Milo Larkin, consultant at MRM, looks back at two major themes for crypto finance in 2020 in the first of a two-part series on crypto in 2020 and the year ahead
It has been a momentous year for the crypto sector.
Like traditional investment markets, the crypto scene has witnessed market-moving developments on an almost monthly basis, quickfire bull and bear markets, and some potentially huge steps towards wider adoption.
Here’s what have been the two biggest themes of 2020.
Big moment number one: bitcoin breaks records
Bitcoin smashed through its all-time high on 1st December, hitting $19,920 and surpassing the previous record set in December 2017, according to CoinDesk.
Not bad for an asset which, following the March coronavirus crash, hit a low of $4,944 – a 405% gain.

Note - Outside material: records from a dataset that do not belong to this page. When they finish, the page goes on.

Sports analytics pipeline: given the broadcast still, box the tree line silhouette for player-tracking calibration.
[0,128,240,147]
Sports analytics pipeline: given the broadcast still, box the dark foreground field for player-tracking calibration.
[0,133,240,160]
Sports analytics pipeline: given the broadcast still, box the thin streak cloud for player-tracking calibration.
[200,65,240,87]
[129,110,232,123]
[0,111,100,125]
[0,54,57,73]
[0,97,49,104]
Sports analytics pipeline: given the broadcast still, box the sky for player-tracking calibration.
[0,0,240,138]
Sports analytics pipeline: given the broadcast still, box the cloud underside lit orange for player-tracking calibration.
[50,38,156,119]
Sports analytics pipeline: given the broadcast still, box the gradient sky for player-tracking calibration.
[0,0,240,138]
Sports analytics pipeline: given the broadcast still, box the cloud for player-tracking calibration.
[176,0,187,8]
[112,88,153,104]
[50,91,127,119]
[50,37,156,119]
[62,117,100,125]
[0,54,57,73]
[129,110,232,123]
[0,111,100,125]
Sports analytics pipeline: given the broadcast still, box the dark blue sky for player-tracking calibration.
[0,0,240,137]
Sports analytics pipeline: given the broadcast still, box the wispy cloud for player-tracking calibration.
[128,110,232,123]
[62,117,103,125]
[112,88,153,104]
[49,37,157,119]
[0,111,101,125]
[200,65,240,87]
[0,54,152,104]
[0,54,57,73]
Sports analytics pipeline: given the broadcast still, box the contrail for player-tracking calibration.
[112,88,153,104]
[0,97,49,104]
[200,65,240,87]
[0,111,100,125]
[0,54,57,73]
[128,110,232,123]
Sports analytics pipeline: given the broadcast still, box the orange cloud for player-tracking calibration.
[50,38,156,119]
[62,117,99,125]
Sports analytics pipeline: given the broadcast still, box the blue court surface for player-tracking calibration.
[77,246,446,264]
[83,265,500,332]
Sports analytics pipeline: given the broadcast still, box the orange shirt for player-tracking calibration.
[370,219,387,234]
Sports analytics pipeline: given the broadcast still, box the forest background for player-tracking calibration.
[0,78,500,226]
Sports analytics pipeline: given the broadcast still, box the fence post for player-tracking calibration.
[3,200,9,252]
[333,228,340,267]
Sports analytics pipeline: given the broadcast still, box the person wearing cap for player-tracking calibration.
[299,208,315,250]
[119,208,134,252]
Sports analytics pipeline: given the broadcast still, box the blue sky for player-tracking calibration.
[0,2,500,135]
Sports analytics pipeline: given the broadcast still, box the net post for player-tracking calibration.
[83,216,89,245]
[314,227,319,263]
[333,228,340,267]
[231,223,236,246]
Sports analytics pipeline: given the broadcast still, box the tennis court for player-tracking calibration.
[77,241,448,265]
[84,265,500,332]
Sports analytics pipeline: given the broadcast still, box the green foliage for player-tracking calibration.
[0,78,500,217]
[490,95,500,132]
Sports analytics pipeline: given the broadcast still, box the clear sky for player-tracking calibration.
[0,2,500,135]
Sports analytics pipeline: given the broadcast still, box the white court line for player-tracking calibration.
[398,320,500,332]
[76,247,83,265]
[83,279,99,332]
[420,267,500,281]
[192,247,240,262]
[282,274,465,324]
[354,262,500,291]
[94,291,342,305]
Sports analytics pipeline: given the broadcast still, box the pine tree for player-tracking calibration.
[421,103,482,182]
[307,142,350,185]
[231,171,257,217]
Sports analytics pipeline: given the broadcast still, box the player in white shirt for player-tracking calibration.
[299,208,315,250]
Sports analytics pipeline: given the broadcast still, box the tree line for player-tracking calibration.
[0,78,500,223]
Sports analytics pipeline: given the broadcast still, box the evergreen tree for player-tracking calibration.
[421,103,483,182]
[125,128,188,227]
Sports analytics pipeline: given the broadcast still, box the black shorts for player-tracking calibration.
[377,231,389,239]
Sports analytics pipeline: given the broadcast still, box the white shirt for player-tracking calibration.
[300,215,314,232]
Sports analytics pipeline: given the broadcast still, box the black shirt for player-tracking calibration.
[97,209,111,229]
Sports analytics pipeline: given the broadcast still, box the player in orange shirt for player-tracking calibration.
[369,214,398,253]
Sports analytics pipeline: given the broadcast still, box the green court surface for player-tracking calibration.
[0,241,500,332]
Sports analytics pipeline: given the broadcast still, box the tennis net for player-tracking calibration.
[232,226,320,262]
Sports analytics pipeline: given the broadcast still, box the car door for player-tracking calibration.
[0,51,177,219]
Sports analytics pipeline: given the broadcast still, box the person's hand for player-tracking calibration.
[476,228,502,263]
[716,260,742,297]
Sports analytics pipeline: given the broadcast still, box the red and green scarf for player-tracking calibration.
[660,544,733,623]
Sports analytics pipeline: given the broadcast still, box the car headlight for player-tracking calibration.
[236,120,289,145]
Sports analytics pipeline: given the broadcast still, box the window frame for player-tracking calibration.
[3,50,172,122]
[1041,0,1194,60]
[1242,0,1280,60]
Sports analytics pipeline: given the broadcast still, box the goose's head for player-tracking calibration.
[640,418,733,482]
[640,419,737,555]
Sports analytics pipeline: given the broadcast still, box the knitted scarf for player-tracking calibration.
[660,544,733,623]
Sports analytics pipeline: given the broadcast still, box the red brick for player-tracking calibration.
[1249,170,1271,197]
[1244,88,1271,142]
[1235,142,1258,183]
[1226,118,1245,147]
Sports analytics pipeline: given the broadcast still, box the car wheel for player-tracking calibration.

The recent bitcoin bull run was buoyed by the news that PayPal would be allowing its 360 million customers and 26 million merchants to buy, sell and hold bitcoin on their accounts. This sent waves of positivity through the crypto sector and is seen as a major catalyst towards widespread adoption of bitcoin as a mainstream currency. Backing up the PayPal news was a continued stream of increasing development from financial institutions into bitcoin, as demand for the cryptocurrency remained high.
That’s all well and good, I hear you say, but isn’t bitcoin exceptionally volatile and therefore completely unappealing to anyone who is trying to mitigate risk?
Volatile, yes, but more volatile than some individual stocks? German asset manager VanEck has run the numbers – bitcoin actually displayed less volatility in 2020 than 29% of the S&P 500 index.
Big moment number two: smart contract platforms stake claim to be top
Bitcoin hasn’t been the only crypto to experience a notable 2020. Smart contract platforms Ethereum and Cardano both underwent successful logistical upgrades.
Ethereum continued its move from a ‘proof of work’ protocol, the same time-consuming and energy intensive method of validation as bitcoin, to a ‘proof of stake’ protocol. Proof of stake focuses on the amount of crypto staked by the participant, as opposed to pure computational power. This makes the platform more energy efficient.
Ethereum’s main competitor Cardano also underwent technical upgrades, moving from its ‘Byron’ development stage to the ‘Shelley’ stage, to further decentralise the platform and make it more secure. This is because, essentially, the more participants there are on the blockchain the harder it is for hackers to target them simultaneously.
Both upgrades have excited the crypto community, with Ethereum and Cardano’s relevant tokens Eth and ADA seeing substantial movement ahead of the anticipated improvements.
It is safe to say 2020 was a massive year. But more is still to come. In part two we’ll be looking at the upcoming trends for blockchain and crypto in 2021.
The views expressed in this article are for general information purposes only and should not be construed as financial advice.